Docker image for VirMet

Docker containers are a lightweight alternative to virtual machines (VMs). We prepared an image pre-built with all necessary dependencies that can be downloaded and run with little effort. Docker runs on Linux, Windows and Mac OS X. Within any of these hosts, it will run an isolated container inside which VirMet is installed together with its dependencies. Make sure you have enough disk space (hundreds of gigabytes) to save databases.

Install docker

Follow the instructions reported here to install docker on your host machine.

Check your installation with docker version and docker run hello-world.

Pull docker image for VirMet

Simply type docker pull ozagordi/virmet. This will download approximately 1GB of data: it contains a Linux Ubuntu distribution with all the required software pre-installed.

Start a docker container

The command to give is the following (backslashes can be omitted if the command is given on a single line)

[user@host ~ ]$ docker run -it --name my_virmet \
-v your_path_to_some_data:/home/ubuntu/miseq_runs \
ozagordi/virmet /bin/bash

Let's see this command in detail.

The above command will drop you in a bash shell (/bin/bash) in a new container derived from the image ozagordi/virmet. This contained will be named my_virmet (you can choose the name you prefer) in interactive mode (-it), and it will mount a volume found on your host. Let's see an example of how we can use this mount option.

Substitute your_path_to_some_data to a global path where you are storing sequencing data. For example, if you have Miseq runs in /data/MiSeqOutput

[user@host ~ ]$ ls -1 /data/MiSeqOutput
160719_M01274_0159_000000000-AMA6L/
160715_M02081_0162_000000000-AL5TJ/
...

then use the option -v /data/MiSeqOutput:/home/ubuntu/miseq_runs. What comes before the : is the global path on your host machine to the Miseq runs; this will be found inside the container at the path /home/ubuntu/miseq_runs. This is a convenient way to make data on your host machine available to the container, i.e. to VirMet.

The official reference for docker run is here.

Once in the container

The prompt is now different, now we are root inside the container (identified with an ID string) and the prompt reads root@18ef5268a7a4:/home/ubuntu#.

First of all one has to activate the conda environment with the correct installation of Python, pandas and Biopython. The command is

root@18ef5268a7a4:/home/ubuntu# source activate test-virmet

We can check that the host directory is correctly mounted

root@18ef5268a7a4:/home/ubuntu# ls /home/ubuntu/miseq_runs/
160719_M01274_0159_000000000-AMA6L/
160715_M02081_0162_000000000-AL5TJ/
...

Good! The data directories on our host are mounted inside the container. Let's now make a directory to store our results

root@18ef5268a7a4:/home/ubuntu# mkdir results
root@18ef5268a7a4:/home/ubuntu# cd results

The first time we need to fetch (download) and index all databases, see the relevant instructions.

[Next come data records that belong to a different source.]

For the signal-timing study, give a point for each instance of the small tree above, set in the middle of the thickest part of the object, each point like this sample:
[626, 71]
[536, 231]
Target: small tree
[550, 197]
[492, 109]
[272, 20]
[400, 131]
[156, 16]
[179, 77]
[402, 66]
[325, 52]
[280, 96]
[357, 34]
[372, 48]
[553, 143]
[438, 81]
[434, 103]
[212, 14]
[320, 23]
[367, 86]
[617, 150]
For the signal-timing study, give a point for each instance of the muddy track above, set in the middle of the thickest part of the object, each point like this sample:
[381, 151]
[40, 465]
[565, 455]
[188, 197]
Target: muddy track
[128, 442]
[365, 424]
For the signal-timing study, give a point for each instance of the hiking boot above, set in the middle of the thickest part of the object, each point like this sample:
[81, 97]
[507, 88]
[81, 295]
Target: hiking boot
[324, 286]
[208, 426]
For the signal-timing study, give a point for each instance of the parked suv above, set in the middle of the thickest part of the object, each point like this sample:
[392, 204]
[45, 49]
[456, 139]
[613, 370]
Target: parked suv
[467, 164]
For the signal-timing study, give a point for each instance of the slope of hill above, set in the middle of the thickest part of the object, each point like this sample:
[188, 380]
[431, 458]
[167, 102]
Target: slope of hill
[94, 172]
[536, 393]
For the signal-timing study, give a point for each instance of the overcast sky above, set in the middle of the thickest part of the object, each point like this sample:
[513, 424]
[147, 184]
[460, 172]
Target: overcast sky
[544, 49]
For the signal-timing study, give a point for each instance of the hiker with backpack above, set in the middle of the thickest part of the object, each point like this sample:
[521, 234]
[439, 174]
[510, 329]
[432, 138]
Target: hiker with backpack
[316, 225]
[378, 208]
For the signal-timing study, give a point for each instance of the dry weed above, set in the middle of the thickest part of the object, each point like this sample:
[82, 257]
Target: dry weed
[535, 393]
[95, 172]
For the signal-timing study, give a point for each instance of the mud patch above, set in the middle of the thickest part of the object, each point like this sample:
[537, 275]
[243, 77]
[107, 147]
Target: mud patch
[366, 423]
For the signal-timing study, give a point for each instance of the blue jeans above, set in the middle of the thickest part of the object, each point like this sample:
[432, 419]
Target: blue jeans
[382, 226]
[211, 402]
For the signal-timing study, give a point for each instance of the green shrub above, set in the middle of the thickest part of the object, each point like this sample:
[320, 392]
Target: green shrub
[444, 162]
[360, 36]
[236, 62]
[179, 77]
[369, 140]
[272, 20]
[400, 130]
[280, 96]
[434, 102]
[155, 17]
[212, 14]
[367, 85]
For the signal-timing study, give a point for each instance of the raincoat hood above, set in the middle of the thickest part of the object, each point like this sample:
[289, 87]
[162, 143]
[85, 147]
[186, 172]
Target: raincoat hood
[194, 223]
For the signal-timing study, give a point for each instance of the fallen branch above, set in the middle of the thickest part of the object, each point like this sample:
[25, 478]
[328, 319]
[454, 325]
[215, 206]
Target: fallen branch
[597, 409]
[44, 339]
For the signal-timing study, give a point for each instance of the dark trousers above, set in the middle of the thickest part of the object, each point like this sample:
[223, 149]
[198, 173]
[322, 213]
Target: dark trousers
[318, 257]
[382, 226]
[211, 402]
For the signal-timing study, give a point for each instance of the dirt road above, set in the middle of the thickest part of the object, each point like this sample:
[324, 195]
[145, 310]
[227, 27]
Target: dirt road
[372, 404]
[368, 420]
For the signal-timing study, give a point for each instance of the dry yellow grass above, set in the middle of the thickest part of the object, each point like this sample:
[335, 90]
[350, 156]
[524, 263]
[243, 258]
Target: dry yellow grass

Once the databases are ready, we can finally run our first wolfpack command.

root@18ef5268a7a4:/home/ubuntu/results# virmet wolfpack --run /home/ubuntu/miseq_runs/160719_M01274_0159_000000000-AMA6L &

and wait for the results to appear.

Some suggestions

Mount multiple volumes

The -v option of docker run allows mounting of multiple volumes. For example one could mount the directory with sequencing data, one to store results and one for the databases by repeating -v multiple times

[user@host ~ ]$ docker run -it --name my_virmet \
-v your_path_to_some_data:/home/ubuntu/miseq_runs \
-v your_path_to_db:/data/virmet_databases \
-v your_path_to_results:/home/ubuntu/results \
ozagordi/virmet /bin/bash

This is convenient if one wants to have available all files both within the container and outside of it. In alternative, one can copy files from the container to the host with docker cp, see reference. Users are encouraged to get familiar with Docker and find the strategy that suits them best.

Leaving a container and attaching it again

A container can be left with ctrl + p, ctrl + q (release ctrl in between) and attached later with docker attach my_virmet (or any other name). It might be necessary to give an extra press to return. If we give ctrl + d inside the container this is left and stopped, so one has to start it again with docker start my_virmet before attaching it.